Chronic nonspecific diarrhea (CND) represents one of the more frequent gastrointestinal complaints in childhood and is a major cause of anxiety among parents and physicians. CND appears to be one manifestation of the common functional gastrointestinal disorder, the irritable bowel syndrome (IBS). The frequent occurrence of IBS among family members and the strong possibility that children with CND will continue to have symptoms of IBS emphasize the chronic nature of this condition.
Originally described by Cohlan1 and Davidson and Wasserman,2 CND is distinguished from intractable diarrhea by lack of any evidence of malabsorption, growth retardation, or dehydration. The onset of symptoms occurs classically between 6 and 20 months of age with spontaneous resolution by 40 months of age in over 90% of patients. Bowel movements are described as painless diarrhea occurring three to six times a day with undigested food and mucus. In some children, the diarrheal episodes are intermittent and recurrent, with each episode lasting a few days to a few weeks. The majority of patients will have a large, often well formed stool as their first bowel movement of the day. Subsequent stools are smaller, looser and contain more mucus and vegetable fiber. Blood is rarely present in the stools and, when found, is usually associated with fissures or excoriations. Respiratory infections, periods of teething, immunizations, and other physical stresses are frequently associated with exacerbations of diarrhea. A majority of children with CND will have difficulties with constipation as they grow older. In the original study, 122 of 153 patients developed constipation on follow-up. 2 In many cases there is a significantly family history of functional bowel complaints; 67% of all family members in the original study had a history of either constipation or diarrhea.2 In addition, there is often a past history of colic with feeding difficulties and explosive stools during the first few months of life, usually followed by a symptom-free interval before the development of the characteristic diarrhea pattern.

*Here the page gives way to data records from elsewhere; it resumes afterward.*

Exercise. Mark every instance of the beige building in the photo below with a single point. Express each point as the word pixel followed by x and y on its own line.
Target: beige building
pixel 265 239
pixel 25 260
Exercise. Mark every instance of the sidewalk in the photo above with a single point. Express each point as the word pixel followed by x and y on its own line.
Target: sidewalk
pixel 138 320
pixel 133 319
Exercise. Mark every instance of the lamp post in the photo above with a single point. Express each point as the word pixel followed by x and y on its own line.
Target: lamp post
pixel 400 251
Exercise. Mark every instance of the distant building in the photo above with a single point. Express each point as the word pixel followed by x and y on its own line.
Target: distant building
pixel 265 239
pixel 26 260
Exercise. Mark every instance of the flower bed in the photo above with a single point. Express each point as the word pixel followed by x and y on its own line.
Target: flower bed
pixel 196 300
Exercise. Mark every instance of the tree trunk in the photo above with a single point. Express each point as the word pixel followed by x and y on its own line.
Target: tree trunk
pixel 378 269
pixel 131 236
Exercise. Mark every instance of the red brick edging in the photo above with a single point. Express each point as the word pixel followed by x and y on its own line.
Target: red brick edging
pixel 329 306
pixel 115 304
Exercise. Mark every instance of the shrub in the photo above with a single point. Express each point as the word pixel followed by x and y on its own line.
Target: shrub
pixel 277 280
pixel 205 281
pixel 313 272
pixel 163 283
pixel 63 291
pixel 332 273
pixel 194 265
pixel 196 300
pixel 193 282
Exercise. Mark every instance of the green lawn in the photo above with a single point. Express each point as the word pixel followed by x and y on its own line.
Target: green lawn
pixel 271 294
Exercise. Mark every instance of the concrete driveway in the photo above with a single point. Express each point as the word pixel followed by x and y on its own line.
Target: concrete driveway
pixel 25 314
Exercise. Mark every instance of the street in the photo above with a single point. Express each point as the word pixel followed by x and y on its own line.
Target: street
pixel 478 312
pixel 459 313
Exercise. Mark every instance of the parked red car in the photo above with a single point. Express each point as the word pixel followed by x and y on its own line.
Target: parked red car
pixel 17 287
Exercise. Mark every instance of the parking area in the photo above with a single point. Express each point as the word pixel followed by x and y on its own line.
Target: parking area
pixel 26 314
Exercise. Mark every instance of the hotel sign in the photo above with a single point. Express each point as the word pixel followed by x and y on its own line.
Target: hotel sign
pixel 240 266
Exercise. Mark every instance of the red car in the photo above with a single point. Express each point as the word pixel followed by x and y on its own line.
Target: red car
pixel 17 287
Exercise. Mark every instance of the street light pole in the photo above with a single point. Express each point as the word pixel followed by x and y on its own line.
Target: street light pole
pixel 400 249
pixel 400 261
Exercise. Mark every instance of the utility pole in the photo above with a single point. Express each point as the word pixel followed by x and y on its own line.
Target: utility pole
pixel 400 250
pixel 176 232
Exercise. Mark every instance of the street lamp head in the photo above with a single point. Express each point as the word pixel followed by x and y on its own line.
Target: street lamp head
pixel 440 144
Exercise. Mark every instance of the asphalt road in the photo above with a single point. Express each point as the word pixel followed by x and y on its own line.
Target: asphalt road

The average adult ingests approximately 2 liters of fluid per day. Seven additional liters of salivary, gastric, biliary, pancreatic, and intestinal fluid are also secreted into the intestine.3 In normal humans, 95% to 98% of the intestinal fluid is reabsorbed.4 The distal colon is the site of final stool dessication. Stool contents arriving in the distal colon are always liquid and contain mucus and vegetable residue. The final conversion of this liquid mass to well formed stool is facilitated in the distal colon by characteristic tonus contractions of the colonic musculature.5 Together with segmental and propulsive waves, the tonus contractions constitute the three patterns noted in the colon.6 Tonus contractions are nonpropulsive and of long duration. Segmental contractions are primarily concerned with mixing and churning bowel contents, while propulsive movements are highly coordinated and propel colonic contents distally in response to stimuli such as food intake. In the distal colon, the predominance of the tonus contractions leads to narrowing of the intestinal lumen and subsequent increased contact between the luminal contents and the intestinal absorptive surface.7 Colonic receptors are stimulated and the urge to defecate is appreciated at a set level of colonic tonic activity. This level appears to be constant for each individual but varies from one person to the next.8
Many factors influence colonic motility; these include food intake, physical activity, the autonomic nervous system, and emotional and psychological factors. Feeding results in an increase in the propulsive movements, a finding that is commonly termed the gastrocolic reflex.9 Physical activity also stimulates colonic activity.6 The influence of the autonomic nervous system is complex. Studies have suggested that cholinergic agonists stimulate and anticholinergics and adrenergic agents inhibit contractile activity.10,11 Finally, Almy et al12 demonstrated that emotional and psychological factors significantly influence colonic contractile activity, specifically the amplitude and frequency of tonus contractions.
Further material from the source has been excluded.